Gli Emirati Arabi Uniti sono diventati il primo paese del Medio Oriente a vietare i social ai più giovani

Gli Emirati Arabi Uniti hanno introdotto un divieto sull’utilizzo dei social network per le persone con meno di 15 anni. Sono il primo paese del Medio Oriente ad aver approvato misure simili, ormai discusse da tempo in molti paesi. Lo scorso dicembre l’Australia era stata il primo paese a introdurre una legge per vietare l’utilizzo dei social a bambini e adolescenti: da allora norme simili sono state introdotte o presentate da altri paesi tra cui Indonesia, Spagna, Francia, Norvegia, Turchia, Canada e Regno Unito.

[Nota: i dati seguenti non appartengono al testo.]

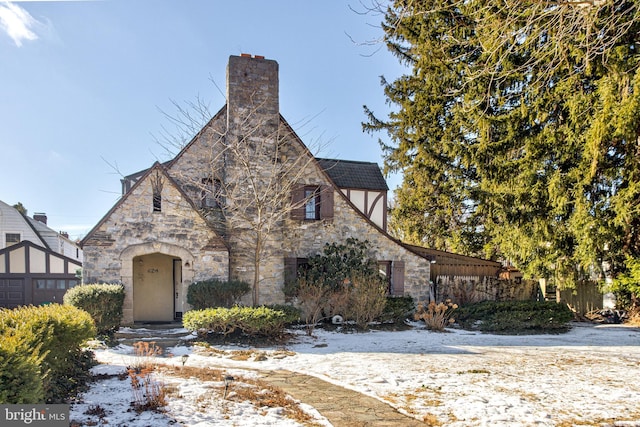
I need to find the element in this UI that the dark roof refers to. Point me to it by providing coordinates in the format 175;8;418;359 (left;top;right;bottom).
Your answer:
316;159;389;191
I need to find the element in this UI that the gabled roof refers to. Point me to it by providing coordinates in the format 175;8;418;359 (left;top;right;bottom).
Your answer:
316;158;389;191
0;240;82;267
80;161;228;250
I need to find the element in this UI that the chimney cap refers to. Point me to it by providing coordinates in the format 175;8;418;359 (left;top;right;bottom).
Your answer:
240;53;264;59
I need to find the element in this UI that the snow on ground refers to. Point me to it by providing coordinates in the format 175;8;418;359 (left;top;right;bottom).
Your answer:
71;323;640;427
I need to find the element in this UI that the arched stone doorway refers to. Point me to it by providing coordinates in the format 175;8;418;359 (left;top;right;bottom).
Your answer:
133;253;182;322
120;242;193;324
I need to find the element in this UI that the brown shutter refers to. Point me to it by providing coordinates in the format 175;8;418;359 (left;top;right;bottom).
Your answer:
391;261;404;296
320;185;333;221
284;258;298;286
291;185;304;220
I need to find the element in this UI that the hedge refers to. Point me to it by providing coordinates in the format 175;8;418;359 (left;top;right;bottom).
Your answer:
0;304;96;403
182;306;290;337
455;301;574;334
187;279;251;310
64;283;124;336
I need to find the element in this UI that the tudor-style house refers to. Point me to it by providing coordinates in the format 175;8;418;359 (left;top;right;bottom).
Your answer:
81;54;431;323
0;200;83;308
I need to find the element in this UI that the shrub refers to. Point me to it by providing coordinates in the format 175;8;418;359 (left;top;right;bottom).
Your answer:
413;300;458;332
297;277;329;335
287;238;386;334
304;237;380;290
611;257;640;311
343;273;387;328
0;333;45;404
456;301;573;334
64;283;124;336
0;304;95;403
380;296;416;323
182;306;287;337
265;304;302;325
187;279;251;310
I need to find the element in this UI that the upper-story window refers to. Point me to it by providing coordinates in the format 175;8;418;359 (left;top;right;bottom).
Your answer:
151;170;164;212
4;233;20;246
304;187;320;219
291;185;333;221
201;178;222;208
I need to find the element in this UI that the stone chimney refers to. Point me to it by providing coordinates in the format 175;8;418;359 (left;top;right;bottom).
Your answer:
33;212;47;225
227;53;280;135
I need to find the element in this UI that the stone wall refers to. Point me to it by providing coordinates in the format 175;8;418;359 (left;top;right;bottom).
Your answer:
83;167;229;323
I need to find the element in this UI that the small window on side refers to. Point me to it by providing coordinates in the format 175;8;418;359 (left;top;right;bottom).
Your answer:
304;187;320;220
5;233;20;246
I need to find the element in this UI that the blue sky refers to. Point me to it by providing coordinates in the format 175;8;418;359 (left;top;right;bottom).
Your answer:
0;0;404;238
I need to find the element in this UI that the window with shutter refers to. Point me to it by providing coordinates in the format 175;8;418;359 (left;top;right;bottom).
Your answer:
291;185;333;221
320;185;333;221
391;261;404;296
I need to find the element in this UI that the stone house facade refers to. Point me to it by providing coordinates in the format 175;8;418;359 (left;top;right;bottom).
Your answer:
81;54;430;323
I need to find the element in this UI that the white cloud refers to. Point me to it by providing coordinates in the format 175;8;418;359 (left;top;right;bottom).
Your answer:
0;2;39;47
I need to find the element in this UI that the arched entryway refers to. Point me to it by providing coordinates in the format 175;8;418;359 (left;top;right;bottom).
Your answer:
120;242;194;324
133;253;182;322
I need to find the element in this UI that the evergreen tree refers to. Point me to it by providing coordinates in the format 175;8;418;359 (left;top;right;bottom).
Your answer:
364;0;640;288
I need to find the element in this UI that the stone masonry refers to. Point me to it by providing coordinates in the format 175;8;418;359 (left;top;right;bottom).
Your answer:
82;55;430;323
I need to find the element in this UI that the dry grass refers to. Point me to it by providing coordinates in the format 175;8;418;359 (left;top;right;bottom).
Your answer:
163;366;318;426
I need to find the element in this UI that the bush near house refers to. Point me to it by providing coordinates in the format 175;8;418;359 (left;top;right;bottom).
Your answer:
0;304;96;403
64;283;124;337
380;296;416;323
182;306;289;338
0;333;45;404
187;279;251;310
455;301;573;334
288;238;387;334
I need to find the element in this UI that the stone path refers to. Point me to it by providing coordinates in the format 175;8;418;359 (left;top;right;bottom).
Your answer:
255;371;426;427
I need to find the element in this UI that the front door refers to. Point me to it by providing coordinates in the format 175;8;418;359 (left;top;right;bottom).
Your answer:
133;253;175;322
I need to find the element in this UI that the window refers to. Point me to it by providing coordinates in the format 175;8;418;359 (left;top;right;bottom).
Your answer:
201;178;222;208
378;261;393;294
153;191;162;212
5;233;20;246
304;187;320;219
291;185;334;221
150;170;164;212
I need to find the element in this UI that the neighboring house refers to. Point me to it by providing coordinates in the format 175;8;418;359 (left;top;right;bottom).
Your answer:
0;201;82;308
81;54;490;323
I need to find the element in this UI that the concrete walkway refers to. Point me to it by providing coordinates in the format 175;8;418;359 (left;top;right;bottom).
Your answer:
259;371;426;427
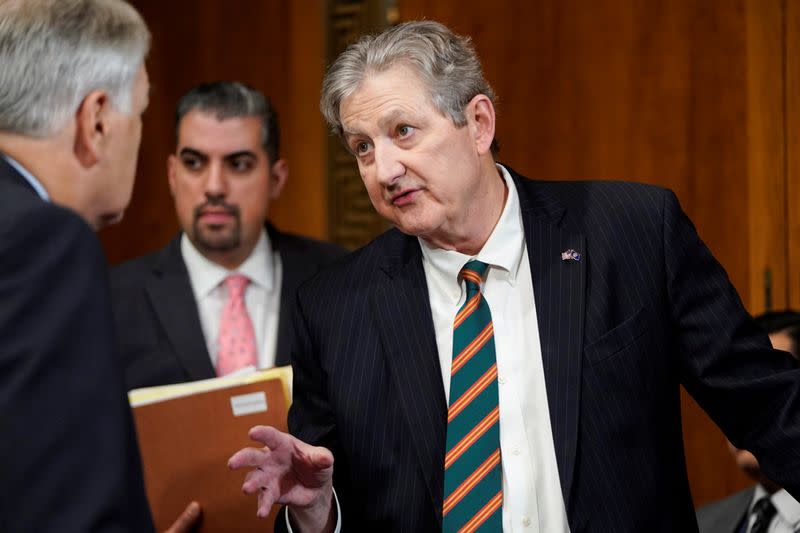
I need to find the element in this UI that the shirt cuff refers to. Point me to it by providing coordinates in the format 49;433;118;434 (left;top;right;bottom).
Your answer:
283;487;342;533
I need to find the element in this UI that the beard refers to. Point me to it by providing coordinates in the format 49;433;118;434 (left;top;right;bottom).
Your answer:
192;199;242;252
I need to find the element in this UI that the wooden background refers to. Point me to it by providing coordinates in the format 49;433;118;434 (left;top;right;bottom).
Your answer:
109;0;800;504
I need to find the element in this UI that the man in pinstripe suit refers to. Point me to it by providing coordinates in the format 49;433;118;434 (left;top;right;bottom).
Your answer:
230;18;800;532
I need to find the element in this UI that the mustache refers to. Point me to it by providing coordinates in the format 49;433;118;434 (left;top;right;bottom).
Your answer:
194;198;239;219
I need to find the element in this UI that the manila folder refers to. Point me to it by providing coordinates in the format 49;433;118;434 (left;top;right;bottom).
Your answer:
129;368;291;533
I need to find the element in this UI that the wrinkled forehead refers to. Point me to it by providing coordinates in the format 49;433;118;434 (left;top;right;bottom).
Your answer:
177;109;266;157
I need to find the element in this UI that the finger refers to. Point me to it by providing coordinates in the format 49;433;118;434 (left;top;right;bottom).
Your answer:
228;442;270;470
310;446;333;470
165;502;202;533
247;426;295;450
295;441;333;470
242;470;272;494
256;486;282;518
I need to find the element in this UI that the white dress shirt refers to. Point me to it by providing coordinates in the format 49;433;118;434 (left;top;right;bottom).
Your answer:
419;165;569;533
181;229;282;368
747;484;800;533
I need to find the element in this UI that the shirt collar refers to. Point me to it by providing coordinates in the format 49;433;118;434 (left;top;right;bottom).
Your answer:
418;164;525;300
764;485;800;527
0;154;50;202
181;229;274;299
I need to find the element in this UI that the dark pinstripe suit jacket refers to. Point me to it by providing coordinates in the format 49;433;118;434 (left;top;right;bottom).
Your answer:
111;224;347;389
0;154;153;533
289;165;800;532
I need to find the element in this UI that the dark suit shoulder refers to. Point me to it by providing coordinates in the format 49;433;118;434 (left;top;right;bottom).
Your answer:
0;191;102;274
110;237;177;290
527;175;675;214
271;232;348;264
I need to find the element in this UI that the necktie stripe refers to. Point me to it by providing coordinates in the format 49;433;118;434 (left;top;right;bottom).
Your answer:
453;294;481;329
450;322;494;375
461;270;483;285
447;364;497;422
458;491;503;533
442;261;503;533
442;449;500;515
444;407;500;470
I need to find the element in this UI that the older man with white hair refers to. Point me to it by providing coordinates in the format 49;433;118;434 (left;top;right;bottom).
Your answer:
0;0;198;532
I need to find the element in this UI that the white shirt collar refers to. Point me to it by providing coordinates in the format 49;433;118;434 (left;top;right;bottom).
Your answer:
418;164;525;300
181;229;275;299
0;154;50;202
749;484;800;528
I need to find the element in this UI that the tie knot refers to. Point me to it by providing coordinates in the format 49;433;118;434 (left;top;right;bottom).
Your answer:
460;260;489;295
223;274;250;297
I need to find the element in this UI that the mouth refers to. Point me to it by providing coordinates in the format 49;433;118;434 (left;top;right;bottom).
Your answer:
195;205;238;226
391;189;420;207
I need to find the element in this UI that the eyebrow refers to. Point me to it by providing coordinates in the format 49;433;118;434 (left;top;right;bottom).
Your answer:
178;146;258;161
342;109;412;139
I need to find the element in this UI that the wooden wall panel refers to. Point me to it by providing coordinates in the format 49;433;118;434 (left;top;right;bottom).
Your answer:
399;0;780;503
101;0;326;263
784;0;800;309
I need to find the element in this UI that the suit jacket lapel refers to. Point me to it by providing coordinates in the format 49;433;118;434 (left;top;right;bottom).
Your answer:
372;230;447;521
145;235;216;381
509;169;590;511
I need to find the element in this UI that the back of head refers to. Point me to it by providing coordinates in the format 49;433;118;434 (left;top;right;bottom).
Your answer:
0;0;150;137
175;81;280;163
320;21;495;139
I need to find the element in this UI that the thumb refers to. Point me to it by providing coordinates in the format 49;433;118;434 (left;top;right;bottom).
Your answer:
308;446;333;470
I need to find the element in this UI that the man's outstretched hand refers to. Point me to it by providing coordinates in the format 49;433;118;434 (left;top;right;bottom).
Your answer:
228;426;336;531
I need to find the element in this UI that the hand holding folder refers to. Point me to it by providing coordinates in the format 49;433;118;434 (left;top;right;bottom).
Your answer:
129;367;291;533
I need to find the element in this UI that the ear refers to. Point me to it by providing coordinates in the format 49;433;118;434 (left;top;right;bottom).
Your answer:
464;94;495;155
269;159;289;200
167;154;181;197
73;91;111;168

Il governo emiratino ha detto che il divieto ha lo scopo di evitare che i ragazzi siano esposti a contenuti non adatti sui social, che li usino troppo o che possano entrare in contatto con utenti malintenzionati. La legge riguarda tutti i social media e impone alle aziende che li gestiscono rigidi controlli sull’età: per esempio non sarà possibile controllare l’età attraverso un’autocertificazione. La legge impone anche di cancellare gli account creati da persone con meno di 15 anni e di astenersi dall’utilizzare i dati personali dei minori per la pubblicità mirata o per profilarli in base ai loro comportamenti. Le aziende hanno 12 mesi per adattarsi a queste nuove norme.
La legge permette comunque l’uso di social che mettono a disposizione account protetti per gli adolescenti, che includono per esempio una selezione dei contenuti ritenuti più adatti a loro, limiti sulle interazioni con gli account sconosciuti e strumenti per ridurre il tempo passato online.